RNIB is working closely with NHS providers to ensure the Standard is more consistently implemented across England. In Wales, Scotland and Northern Ireland, the charity is also working with providers to ensure they meet their legal obligations to provide blind and partially sighted people with accessible healthcare information.
For more information about RNIB’s #MyInfoMyWay campaign to make healthcare information accessible for blind and partially sighted people in health in social care settings, see the RNIB website.
Notes to editor
- RNIB carried out a study in 2022 into the quality of life and wellbeing for blind or partially sighted people on a broad range of topics, including healthcare.
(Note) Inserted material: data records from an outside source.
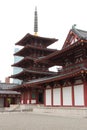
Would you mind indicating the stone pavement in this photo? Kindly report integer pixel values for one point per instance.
(40, 121)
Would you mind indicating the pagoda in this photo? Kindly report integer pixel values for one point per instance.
(34, 47)
(69, 87)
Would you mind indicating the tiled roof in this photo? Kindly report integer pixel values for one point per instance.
(81, 33)
(6, 86)
(9, 92)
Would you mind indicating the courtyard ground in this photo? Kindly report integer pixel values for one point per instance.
(40, 121)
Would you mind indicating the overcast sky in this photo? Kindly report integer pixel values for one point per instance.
(55, 19)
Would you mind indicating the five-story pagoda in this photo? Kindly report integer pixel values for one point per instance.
(34, 47)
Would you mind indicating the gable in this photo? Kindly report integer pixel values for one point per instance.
(71, 38)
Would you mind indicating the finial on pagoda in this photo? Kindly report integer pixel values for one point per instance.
(73, 26)
(35, 22)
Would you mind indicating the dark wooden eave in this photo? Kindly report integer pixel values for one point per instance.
(30, 73)
(27, 49)
(28, 38)
(25, 62)
(45, 80)
(59, 54)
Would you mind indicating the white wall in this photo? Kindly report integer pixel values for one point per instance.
(48, 97)
(56, 96)
(79, 95)
(67, 95)
(1, 102)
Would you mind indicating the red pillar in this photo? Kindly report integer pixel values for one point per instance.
(73, 95)
(85, 93)
(61, 96)
(51, 96)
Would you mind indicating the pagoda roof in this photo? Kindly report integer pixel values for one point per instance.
(9, 92)
(80, 33)
(28, 48)
(28, 38)
(54, 78)
(28, 73)
(24, 62)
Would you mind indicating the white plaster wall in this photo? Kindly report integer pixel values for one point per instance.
(48, 97)
(67, 95)
(56, 96)
(33, 101)
(1, 102)
(79, 95)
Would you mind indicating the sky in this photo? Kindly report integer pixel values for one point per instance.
(55, 19)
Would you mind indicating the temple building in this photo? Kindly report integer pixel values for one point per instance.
(7, 95)
(67, 86)
(34, 47)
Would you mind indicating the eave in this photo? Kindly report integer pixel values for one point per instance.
(58, 54)
(28, 38)
(28, 48)
(41, 81)
(28, 73)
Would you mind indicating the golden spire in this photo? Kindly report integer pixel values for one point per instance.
(35, 22)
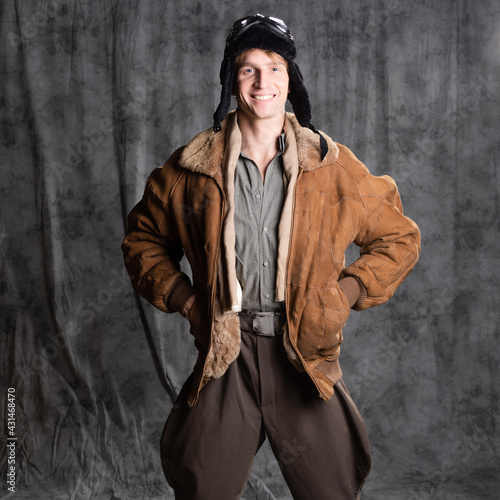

Receiving healthcare information in a preferred format was overwhelmingly endorsed as being important by the 477 respondents, with 63% reporting it has a huge positive impact on their quality of life. However only 40% of respondents reported always being able to receive healthcare information in a format they are happy with.
- Sign Health Review of the NHS Accessible Information Standard, which RNIB was among contributors to, February 2022
- Cost of missed GP appointments NHS England, 2 January 2019
- Last year, Healthwatch England uncovered that only a third, 35%, of health and social care providers that replied to their Freedom of Information request fully complied with the Accessible Information Standard, including asking about people’s communication needs and then acting on this information. : https://www.healthwatch.co.uk/news/2022-02-21/accessible-information-standard-findings-our-foi-requests
The Accessible Information Standard covers England, and although frameworks for ensuring patients communication needs are met differ across the devolved nations, similar issues are being encountered by blind and partially sighted health service users in Wales, Scotland and Northern Ireland.
We are the Royal National Institute of Blind People (RNIB).
Every six minutes, someone in the UK begins to lose their sight. RNIB is taking a stand against exclusion, inequality, and isolation to create a world without barriers where people with sight loss can lead full lives. A different world where society values blind and partially sighted people not for the disabilities they’ve overcome, but for the people they are.